As you can see, the entire eastern seaboard of the U.S. is nowhere near a plate boundary. Alataristarion/Wikimedia Commons; CC BY-SA 4.0
Earthquakes occur in a range of environments, but they almost always require two things: tectonic plate boundaries and processes that build up stress. Earthquakes do sometimes happen away from plate boundaries, but they tend to be less severe and somewhat harder to explain. The recent seismic activity in the southeastern U.S. is a perfect example of this, so a team of researchers decided to peer beneath the crust and find out what’s going on in the mantle, the partly molten, violently churning layer of the planet.
Tectonic plates, when sliding under one another in subduction zones, can sometimes break into pieces. One of these broken plates has recently been observed impeding the rise of a superheated plume beneath Yellowstone’s caldera. Tectonic plates can also break into pieces far from subduction zones, and this is what the researchers suspected was happening beneath Virginia.

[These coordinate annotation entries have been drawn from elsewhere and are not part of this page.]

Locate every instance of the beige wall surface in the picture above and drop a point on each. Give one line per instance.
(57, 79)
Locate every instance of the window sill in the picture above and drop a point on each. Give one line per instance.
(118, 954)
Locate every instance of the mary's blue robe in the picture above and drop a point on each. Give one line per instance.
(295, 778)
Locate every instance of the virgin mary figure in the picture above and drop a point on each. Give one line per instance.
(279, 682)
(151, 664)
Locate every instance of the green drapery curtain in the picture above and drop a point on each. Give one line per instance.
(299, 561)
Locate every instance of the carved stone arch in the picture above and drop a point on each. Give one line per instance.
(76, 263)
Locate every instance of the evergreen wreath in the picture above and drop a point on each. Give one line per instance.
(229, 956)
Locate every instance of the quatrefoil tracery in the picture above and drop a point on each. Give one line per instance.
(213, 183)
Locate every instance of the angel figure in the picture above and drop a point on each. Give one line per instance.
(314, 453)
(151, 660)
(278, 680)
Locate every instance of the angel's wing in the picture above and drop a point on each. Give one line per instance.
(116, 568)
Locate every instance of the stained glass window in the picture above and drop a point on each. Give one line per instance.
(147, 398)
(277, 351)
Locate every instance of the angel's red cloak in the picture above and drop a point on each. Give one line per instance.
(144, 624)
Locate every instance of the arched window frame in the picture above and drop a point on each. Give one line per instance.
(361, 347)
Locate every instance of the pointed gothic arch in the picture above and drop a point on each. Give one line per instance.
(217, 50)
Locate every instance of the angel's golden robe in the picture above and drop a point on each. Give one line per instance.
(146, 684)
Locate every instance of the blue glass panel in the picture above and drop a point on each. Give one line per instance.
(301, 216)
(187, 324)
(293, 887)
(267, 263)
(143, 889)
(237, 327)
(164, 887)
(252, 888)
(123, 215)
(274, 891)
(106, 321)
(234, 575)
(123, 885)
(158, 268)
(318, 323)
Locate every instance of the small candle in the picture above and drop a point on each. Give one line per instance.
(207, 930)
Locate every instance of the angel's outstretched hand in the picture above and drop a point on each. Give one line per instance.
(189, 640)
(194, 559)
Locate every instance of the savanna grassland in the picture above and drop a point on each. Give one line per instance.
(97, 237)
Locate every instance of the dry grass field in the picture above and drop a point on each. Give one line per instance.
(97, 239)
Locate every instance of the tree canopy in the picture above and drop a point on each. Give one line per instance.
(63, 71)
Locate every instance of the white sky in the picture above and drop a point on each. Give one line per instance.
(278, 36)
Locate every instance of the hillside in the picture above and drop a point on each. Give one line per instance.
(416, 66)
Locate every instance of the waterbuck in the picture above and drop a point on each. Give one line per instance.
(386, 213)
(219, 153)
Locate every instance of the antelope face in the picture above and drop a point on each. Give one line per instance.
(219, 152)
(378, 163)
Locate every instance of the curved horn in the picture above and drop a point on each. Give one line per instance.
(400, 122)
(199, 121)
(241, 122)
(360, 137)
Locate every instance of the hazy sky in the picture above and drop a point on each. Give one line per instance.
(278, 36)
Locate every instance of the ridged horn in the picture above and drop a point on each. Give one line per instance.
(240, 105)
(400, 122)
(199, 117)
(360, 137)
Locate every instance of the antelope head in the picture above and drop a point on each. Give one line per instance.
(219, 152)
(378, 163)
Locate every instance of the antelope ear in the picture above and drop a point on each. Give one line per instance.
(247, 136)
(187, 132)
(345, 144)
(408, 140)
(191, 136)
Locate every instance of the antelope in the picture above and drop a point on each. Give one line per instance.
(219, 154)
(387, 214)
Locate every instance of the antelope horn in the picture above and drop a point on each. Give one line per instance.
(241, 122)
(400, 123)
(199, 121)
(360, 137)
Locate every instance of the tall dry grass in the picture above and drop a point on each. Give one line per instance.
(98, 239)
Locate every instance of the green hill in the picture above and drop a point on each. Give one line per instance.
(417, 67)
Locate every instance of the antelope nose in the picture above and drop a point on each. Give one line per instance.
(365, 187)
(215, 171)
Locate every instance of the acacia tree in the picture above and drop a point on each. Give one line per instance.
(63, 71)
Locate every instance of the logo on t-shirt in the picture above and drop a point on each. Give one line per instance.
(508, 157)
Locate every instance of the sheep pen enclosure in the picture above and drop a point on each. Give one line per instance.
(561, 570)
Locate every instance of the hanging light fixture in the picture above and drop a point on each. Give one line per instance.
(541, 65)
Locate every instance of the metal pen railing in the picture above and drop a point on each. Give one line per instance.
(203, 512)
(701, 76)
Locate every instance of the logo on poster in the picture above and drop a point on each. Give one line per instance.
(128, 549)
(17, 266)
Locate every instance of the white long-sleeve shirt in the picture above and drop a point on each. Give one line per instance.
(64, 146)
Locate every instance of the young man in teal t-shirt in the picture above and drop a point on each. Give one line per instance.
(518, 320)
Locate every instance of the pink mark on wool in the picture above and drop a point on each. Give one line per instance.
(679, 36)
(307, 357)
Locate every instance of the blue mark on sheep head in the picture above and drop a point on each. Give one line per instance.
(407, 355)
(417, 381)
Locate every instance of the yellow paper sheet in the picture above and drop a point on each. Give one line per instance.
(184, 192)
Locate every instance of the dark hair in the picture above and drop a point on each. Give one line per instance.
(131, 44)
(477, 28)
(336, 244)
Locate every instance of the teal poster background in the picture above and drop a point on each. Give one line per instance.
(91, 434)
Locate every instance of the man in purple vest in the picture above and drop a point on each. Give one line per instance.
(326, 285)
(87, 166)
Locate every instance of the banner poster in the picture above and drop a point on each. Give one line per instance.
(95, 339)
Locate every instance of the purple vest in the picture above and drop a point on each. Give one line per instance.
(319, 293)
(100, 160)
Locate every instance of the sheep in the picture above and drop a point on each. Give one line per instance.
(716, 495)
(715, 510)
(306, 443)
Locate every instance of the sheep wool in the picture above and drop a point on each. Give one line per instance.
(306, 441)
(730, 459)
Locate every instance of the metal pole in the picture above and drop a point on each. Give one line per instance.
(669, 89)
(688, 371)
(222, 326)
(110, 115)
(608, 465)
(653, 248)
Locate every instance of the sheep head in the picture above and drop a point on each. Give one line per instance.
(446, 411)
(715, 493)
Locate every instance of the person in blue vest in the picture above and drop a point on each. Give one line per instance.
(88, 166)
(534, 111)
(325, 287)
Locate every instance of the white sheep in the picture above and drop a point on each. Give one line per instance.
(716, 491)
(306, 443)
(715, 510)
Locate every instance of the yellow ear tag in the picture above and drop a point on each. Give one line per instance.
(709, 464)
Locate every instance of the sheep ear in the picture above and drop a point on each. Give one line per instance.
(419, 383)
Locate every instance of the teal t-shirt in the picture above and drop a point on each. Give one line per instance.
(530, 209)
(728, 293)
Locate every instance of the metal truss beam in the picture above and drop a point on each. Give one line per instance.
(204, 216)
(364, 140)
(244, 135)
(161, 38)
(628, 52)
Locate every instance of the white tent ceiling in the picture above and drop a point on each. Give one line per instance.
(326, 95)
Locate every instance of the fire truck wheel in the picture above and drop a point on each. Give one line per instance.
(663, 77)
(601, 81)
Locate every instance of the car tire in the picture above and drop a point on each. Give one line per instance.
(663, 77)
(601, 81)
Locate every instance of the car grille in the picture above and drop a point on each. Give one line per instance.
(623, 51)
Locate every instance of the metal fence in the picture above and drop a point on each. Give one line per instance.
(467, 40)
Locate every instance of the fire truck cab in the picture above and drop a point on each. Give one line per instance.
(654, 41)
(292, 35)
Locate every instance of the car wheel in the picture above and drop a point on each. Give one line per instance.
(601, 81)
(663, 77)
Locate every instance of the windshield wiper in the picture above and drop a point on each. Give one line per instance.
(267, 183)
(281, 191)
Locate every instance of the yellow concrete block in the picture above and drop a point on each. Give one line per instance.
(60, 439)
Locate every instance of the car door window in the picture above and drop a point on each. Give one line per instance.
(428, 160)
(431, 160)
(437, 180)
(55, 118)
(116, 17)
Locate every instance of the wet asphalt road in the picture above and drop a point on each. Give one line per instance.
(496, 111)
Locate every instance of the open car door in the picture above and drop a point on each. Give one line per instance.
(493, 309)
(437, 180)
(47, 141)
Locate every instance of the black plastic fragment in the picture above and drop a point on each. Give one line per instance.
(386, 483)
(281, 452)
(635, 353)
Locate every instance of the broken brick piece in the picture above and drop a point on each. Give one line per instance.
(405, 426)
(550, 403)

The epicenter of the 2011 Virginia quake. USGS
Scientists use seismic waves, generated by earthquakes, to image what lies below. They travel at different velocities through different materials; the faster they travel, the more solid the material is. Rocks become increasingly solid as they cool, so the faster the seismic waves travel through them, the older the rocks are.
By looking at how seismic waves travel through the world to beneath the U.S., the team produced a 3D map of the mantle in the region. They found that the thickness of the plate beneath the southeastern U.S. is incredibly uneven, with denser older rocks curving downwards and thinner segments remaining relatively stationary.
A slice of the 3D map of the mantle. The blue regions marked with an F are parts of the tectonic plate being dragged downwards. S2 represents upwelling buoyant mantle creating a new plate section. Biryol et al./Journal of Geophysical Research – Solid Earth
It appears that these denser parts are tumbling down into the mantle simply because they’re so heavy. On occasion, the densest parts began to fragment into pieces. The warmer, more buoyant part of the mantle surged upwards to fill in the missing parts of the plate, which is where the thinner, younger bits of rock came from.
These thinner plates, being less stable, are more likely to slip alongside ancient fault lines, or buckle under pressure, causing moderately powerful earthquakes as they do so. This process of plate replacement has been ongoing for the last 65 million years, and is likely to continue into the future.